THUDM/GraphMAE2

time for generating local clusters for ogbn-papers100M and MAG-Scholar-F

Closed this issue · 1 comments

Hi,

Thanks for the great work.

I am wondering what is the time (number of cpus, etc) for generating local clusters for ogbn-papers100M and MAG-Scholar-F.
I tried to run localclustering.py for ogbn-papers100M (considering all nodes, including unlabeled nodes), but it still haven't finished yet after running for 5 days with 20 cpus.

In addition, could you provided the pre-generated local clusters for ogbn-papers100M and MAG-Scholar-F?

Thanks in advance!

Thank you for your interest in our work! Yes, performing LC sampling on a large graph like papers100M can be very slow. If sampling is done for all unlabeled nodes, the time you reported might be normal...

We have tried uploading the sampled indices on a cloud drive, but the cloud drive we can use has a file size limitation and cannot accommodate such a large file. I will try to find a solution, but I cannot guarantee anything...

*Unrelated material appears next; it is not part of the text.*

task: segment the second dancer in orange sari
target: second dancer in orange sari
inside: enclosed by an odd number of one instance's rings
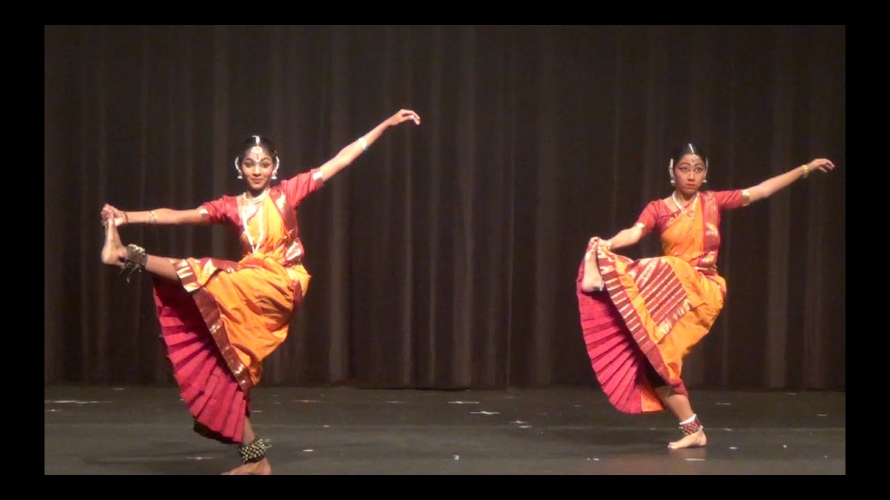
[[[833,168],[817,158],[746,190],[703,191],[707,159],[687,144],[668,166],[671,196],[650,202],[634,226],[611,238],[591,238],[576,280],[581,329],[596,378],[618,410],[667,407],[684,434],[669,448],[707,444],[682,373],[684,358],[710,331],[726,296],[716,269],[720,215]],[[612,252],[653,231],[661,256],[633,261]]]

From a personal perspective, I still have some suggestions to address this issue (besides using more CPUs):

  1. Use a faster PPR algorithm. I personally recommend the approximate algorithm in PPRGo(https://github.com/TUM-DAML/pprgo_pytorch/blob/master/pprgo/ppr.py), which can be very fast after adjusting some hyperparameters.
  2. Use subgraph sampling algorithms other than PPR, such as Neighbor Sampling(https://docs.dgl.ai/en/latest/generated/dgl.dataloading.NeighborSampler.html) and K-hop Sampling(https://docs.dgl.ai/en/latest/generated/dgl.dataloading.ShaDowKHopSampler.html). In my experience, these can achieve similar performance to PPR.
  3. For large graphs like papers100M, you can appropriately sample fewer unlabeled nodes, such as only taking 5%. In my experience, the results will not differ significantly (sadly).